この記事の投稿者: 白石蔵王駐在/渡辺 和夫

2018年1月31日

※写真はイメージで、本文と直接の関係はありません。

平泉の中尊寺に近い里山に、私ども夫婦が考えている「終の住処」、つまり、次の世に移り住むことになる居所、「樹木葬」の墓地があります。NHKのテレビで存在を知り、早々に申し込まれていた知人夫婦から教えられ、私どももすぐそばの区画に決めました。いまから10年前です。来世もずっとお隣さんというわけです。

現在、すでに1600人の方が眠られているここには、墓石はひとつもなく、木立にウッドチップの敷かれた歩道が縦横に交差しているだけの里山です。どこの墓地でも感じるあの陰鬱な空気がここにはまったくありません。
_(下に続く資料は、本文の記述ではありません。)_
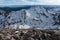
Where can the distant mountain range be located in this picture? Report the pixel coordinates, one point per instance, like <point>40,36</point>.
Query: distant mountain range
<point>29,16</point>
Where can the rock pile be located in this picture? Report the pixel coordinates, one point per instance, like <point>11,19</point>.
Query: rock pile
<point>28,34</point>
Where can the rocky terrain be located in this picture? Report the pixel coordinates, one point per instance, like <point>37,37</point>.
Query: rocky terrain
<point>29,34</point>
<point>34,16</point>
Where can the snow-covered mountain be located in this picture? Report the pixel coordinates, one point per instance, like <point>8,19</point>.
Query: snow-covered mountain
<point>36,16</point>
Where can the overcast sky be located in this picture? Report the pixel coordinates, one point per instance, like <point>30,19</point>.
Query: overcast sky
<point>29,2</point>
重苦しい墓石がなく「ありか」を示すのは20センチほどの、名の書かれた木札が土に挿してあるだけ。やがてはこれも朽ちて後は元の山野に同化します。

岩手県一関市の名刹・祥雲寺の住職が創設したこの葬法は、いま全国各地に亜流を産んでいますが、景観、生態系の保全再生を兼ねて樹木を墓石のかわりに使う発案を、ビジネスではなく学術的にすすめている本事業の確かさを、いつかは住人となる私は誇りに感じています。

【岩手県一関市・祥雲寺】

ここを紹介してくれたご夫婦のご主人が昨年先立たれて仏様となり、葬法の流れや仕組みを実例として教えていただく機会を得ました。卒塔婆はなし、線香も焚かず、生花のほかは、野生動物の餌付けを避けるため供物もなしの納骨ですが、簡潔で厳粛な野辺送りになったと伺いました。

信教・宗派は問わず、以後の年回忌もないので遺族の負担もほとんどありません。「平泉」や「名勝・厳美渓」に行かれる機会があれば、ぜひお立ち寄りを。

(白石蔵王駐在 渡辺 和夫)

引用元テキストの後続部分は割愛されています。